According to a recent poll by CNN, only one out of two Americans plans on getting a coronavirus vaccine once one is approved. And there are legitimate reasons to be skeptical about them. Before the pandemic, the fastest vaccine ever developed was the mumps vaccine, and that took four years. Meanwhile, the fact that we are rushing vaccines to the market in less than 12 months has many Americans worried about their quality and long-term safety profile, which ongoing clinical studies cannot yet evaluate.

Investors are arguably anxious about AstraZeneca (AZN 5.38%), after a series of unexplained adverse events in studies evaluating its messenger RNA (mRNA) COVID-19 vaccine. Are these safety concerns legitimate or overblown?

Snapshot of a syringe labeled "Covid-19" vaccination."

Image Source: Getty Images.

Should investors be worried? 

It has now been over a month since AstraZeneca halted its phase 3 coronavirus vaccine trials. First, there was an unexplained illness in a clinical trial participant that caused the study to pause in early September; second, a participant in Brazil died in the middle of the study on Oct. 21.

Although the news looks bad on the surface, investors shouldn't do a total about-face just yet. Since the clinical trial is so large -- with over 30,000 participants, it was almost inevitable that at least one participant would develop an illness during the study, regardless of whether or not the vaccine caused it. According to emerging reports, it appears that the deceased Brazilian volunteer did not receive any doses of the experimental vaccine, which should quell some safety fears.

In addition, Operation Warp Speed (OWS) chief advisor Moncef Slaoui said in an interview dated Oct. 21 that AstraZeneca's vaccine study would resume shortly. Late-stage data for the experimental vaccine is likely to be out by December.

The market opportunity

If approved, AstraZeneca will supply up to 300 million doses of its coronavirus vaccine to the U.S. government, 400 million doses to the E.U., and 84 million doses to the government of New Zealand. Achieving 784 million orders in a matter of months is no small feat.

AstraZeneca has one of the largest production capacities among coronavirus vaccine developers. Potential vaccine race winners such as Moderna (MRNA -2.45%) and Pfizer (PFE -3.85%) will likely manufacture between 1 billion to 1.3 billion doses of their vaccine per year after 2021 if they are approved. Meanwhile, by 2021, AstraZeneca expects to produce a whopping 2 billion doses per year of its vaccine contingent on clinical trial success. Assuming a price tag of $4 per dose, that's $8 billion per year in potential revenue. 

A well-managed business

A $8 billion market opportunity is quite significant, considering AstraZeneca's non-vaccine revenue should come in around $25 billion this year. In the first half of 2020, the company's revenue grew by 14% year over year due to $12.36 billion COVID-19 tailwinds that provided a surge in demand for its pharmaceutical products.
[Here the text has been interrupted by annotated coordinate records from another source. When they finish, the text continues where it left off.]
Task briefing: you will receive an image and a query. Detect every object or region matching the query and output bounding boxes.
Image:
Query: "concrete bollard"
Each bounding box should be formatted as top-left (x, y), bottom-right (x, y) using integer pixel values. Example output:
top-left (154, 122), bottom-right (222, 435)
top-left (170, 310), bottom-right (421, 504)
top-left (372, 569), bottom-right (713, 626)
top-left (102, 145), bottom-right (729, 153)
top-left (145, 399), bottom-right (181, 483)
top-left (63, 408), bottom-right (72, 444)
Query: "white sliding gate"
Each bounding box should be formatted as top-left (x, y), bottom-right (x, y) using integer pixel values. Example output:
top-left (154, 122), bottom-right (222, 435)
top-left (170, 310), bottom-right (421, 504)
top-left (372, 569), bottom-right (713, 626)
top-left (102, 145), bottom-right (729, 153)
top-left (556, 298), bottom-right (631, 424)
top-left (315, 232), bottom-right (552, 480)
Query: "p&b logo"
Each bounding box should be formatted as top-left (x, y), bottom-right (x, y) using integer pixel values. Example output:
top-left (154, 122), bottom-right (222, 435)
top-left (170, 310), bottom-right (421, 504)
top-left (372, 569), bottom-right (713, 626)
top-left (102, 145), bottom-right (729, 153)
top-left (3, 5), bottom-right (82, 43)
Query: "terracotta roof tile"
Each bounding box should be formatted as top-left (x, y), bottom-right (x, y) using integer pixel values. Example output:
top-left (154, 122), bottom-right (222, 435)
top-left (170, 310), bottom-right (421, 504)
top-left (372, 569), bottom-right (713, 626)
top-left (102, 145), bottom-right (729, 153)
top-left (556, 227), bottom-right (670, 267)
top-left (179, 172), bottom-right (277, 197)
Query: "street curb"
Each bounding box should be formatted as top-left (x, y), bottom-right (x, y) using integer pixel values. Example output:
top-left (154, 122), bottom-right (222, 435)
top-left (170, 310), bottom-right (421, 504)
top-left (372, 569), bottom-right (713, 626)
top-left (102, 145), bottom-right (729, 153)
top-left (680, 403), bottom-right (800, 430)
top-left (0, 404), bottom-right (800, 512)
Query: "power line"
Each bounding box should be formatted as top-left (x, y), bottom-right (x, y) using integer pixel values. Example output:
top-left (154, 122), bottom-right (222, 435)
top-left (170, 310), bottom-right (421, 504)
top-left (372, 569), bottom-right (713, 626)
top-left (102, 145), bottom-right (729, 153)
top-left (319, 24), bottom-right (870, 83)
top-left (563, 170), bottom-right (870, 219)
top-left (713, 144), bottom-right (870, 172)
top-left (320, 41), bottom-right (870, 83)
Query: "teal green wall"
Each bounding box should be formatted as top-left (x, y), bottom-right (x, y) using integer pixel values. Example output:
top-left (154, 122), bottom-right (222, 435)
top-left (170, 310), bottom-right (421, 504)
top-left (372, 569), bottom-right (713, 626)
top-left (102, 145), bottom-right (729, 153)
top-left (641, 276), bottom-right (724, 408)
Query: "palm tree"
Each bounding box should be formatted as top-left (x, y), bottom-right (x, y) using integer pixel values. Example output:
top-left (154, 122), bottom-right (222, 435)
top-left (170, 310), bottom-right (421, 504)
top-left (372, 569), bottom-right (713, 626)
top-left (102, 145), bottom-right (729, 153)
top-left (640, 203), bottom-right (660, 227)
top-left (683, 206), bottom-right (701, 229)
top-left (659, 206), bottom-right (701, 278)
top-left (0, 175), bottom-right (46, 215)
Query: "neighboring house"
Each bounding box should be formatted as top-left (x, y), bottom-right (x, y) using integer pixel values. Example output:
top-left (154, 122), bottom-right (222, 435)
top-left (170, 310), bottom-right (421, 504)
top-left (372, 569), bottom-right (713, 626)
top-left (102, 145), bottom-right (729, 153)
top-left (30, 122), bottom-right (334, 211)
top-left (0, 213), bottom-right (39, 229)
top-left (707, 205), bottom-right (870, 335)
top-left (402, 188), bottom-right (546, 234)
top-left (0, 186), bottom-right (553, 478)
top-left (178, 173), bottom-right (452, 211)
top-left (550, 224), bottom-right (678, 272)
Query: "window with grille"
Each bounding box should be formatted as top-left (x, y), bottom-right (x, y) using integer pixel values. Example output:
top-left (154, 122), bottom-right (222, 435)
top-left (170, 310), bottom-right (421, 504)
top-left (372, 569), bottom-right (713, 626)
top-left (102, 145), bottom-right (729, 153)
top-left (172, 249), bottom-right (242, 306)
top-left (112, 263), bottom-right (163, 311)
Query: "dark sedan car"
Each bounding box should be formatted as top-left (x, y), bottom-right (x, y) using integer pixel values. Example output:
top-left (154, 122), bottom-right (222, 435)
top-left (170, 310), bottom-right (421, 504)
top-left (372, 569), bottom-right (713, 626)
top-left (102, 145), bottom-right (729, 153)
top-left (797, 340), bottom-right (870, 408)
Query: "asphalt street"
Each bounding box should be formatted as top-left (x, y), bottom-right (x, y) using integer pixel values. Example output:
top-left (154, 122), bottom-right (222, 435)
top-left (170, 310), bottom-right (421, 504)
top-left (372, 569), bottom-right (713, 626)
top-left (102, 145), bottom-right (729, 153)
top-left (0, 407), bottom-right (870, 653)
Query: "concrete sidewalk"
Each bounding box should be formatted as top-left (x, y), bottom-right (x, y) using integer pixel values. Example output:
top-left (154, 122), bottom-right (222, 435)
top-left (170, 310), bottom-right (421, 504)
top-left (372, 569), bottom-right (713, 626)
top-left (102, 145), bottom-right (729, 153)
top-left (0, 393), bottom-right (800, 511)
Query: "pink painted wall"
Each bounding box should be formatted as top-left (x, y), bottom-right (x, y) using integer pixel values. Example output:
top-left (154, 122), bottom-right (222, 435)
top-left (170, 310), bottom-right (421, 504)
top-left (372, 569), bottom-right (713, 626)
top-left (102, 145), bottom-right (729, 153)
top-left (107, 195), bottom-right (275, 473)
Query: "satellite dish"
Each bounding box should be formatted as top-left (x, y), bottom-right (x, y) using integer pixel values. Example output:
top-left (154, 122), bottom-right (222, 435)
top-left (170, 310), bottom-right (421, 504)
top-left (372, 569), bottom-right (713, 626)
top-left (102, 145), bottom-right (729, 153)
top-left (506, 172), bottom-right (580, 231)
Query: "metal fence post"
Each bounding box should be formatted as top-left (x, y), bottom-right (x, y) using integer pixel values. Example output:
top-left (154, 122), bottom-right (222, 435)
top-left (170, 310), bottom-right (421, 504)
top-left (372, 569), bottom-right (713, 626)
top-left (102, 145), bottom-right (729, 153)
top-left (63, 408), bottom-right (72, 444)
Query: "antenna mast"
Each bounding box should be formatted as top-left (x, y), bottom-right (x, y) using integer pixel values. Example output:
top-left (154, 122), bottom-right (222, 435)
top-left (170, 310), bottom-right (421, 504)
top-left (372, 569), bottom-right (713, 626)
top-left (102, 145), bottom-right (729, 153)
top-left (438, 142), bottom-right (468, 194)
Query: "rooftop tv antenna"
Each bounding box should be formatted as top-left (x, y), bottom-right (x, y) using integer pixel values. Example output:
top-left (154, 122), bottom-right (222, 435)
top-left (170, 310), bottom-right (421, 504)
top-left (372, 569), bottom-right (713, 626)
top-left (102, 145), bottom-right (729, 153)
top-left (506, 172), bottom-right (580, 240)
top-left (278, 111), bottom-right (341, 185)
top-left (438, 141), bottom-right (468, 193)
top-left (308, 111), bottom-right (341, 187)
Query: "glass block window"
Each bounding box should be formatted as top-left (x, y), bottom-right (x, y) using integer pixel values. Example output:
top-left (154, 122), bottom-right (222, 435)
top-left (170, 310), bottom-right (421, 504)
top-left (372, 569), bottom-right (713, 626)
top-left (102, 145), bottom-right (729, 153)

Simultaneously, the company increased its adjusted earnings per share (EPS) to $2.01, up 26% from the first half of 2019.

In the same period, the company's new medicines, oncology therapies, cardiovascular, renal, and metabolic (CVRM) drugs, and respiratory and immunology (R&I) treatments saw revenue growth of 45%, 31%, 11%, and 7%, respectively. The best selling drugs during the period were the company's lung cancer therapy Tagrisso and its ovarian cancer drug Lynparza, which together brought $1 billion in new revenue. 

Last year, the company reinvested more than $6 billion of its revenue into research and development (R&D) for new medicines. The result is an R&D spending margin of 25.7%, which would explain why AstraZeneca can still grow its sales by double-digit percentages while sporting a massive $134 billion market cap.

What's more, there are ample candidates lined up in AstraZeneca's pipeline to replace core products once they lose their patent protections. The company currently has 17 medicines in phase 3 clinical trials, with multiple data readouts anticipated within the next year in addition to data on its coronavirus vaccine candidate. Whether investors are waiting for that vaccine share price pop or planning to hold shares for the long term, investors interested in biotech have good reason feel confident about AstraZeneca's potential.